The once-formidable Mr Mugabe is now a virtually powerless figure, making his continued incumbency all the more unusual and extending Zimbabwe’s political limbo.
He is largely confined to his private home by the military. Huge crowds poured into the streets of Harare, the capital, on Saturday to demand that he leave office.
Yet the president sought to project authority in his speech, which he delivered after shaking hands with security force commanders, one of whom leaned over a couple of times to help Mr Mugabe find his place on the page he was reading.
The Central Committee of the ruling Zanu-PF party voted to dismiss Mr Mugabe as party leader at a meeting earlier Sunday.
Mr Mugabe has discussed his possible resignation on two occasions with military commanders after they effectively took over the country on Tuesday.
The commanders were troubled by his firing of his longtime deputy and the positioning of unpopular first lady Grace Mugabe to succeed him.

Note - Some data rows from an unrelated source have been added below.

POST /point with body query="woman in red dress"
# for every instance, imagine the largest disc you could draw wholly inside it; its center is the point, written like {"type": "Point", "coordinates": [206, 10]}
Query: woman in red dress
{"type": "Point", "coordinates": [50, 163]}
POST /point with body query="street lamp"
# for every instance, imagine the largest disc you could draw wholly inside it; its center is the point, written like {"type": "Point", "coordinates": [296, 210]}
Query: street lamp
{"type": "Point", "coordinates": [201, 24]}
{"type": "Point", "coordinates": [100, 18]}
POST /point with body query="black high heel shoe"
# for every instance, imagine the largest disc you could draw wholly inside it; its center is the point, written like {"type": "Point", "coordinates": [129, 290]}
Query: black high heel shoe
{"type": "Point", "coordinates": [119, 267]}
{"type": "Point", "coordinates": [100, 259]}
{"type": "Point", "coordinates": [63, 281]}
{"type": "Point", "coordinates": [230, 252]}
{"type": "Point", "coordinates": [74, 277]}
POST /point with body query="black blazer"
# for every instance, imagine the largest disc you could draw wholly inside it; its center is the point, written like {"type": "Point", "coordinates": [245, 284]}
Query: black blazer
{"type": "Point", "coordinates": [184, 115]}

“I, as the president of Zimbabwe, as their commander in chief, do acknowledge the issues they have drawn my attention to, and do believe that these were raised in the spirit of honesty and out of deep and patriotic concern for the stability of our nation and for the welfare of our people,” Mr Mugabe said.
The deputy whom Mr Mugabe fired, former vice president Emmerson Mnangagwa, is positioned to become Zimbabwe’s next leader after the party committee made him its nominee to take over from Mr Mugabe, who has ruled since independence from white minority rule in 1980.
The Central Committee meeting replaced Mr Mugabe as party chief with Mr Mnangagwa and recalled the first lady as head of the women’s league, in decisions set to be ratified at the party congress next month.
The military appears to favour a voluntary resignation to maintain a veneer of legality in the political transition.
Mr Mugabe, in turn, is likely using whatever leverage he has left to try to preserve his legacy or even protect himself and his family from possible prosecution.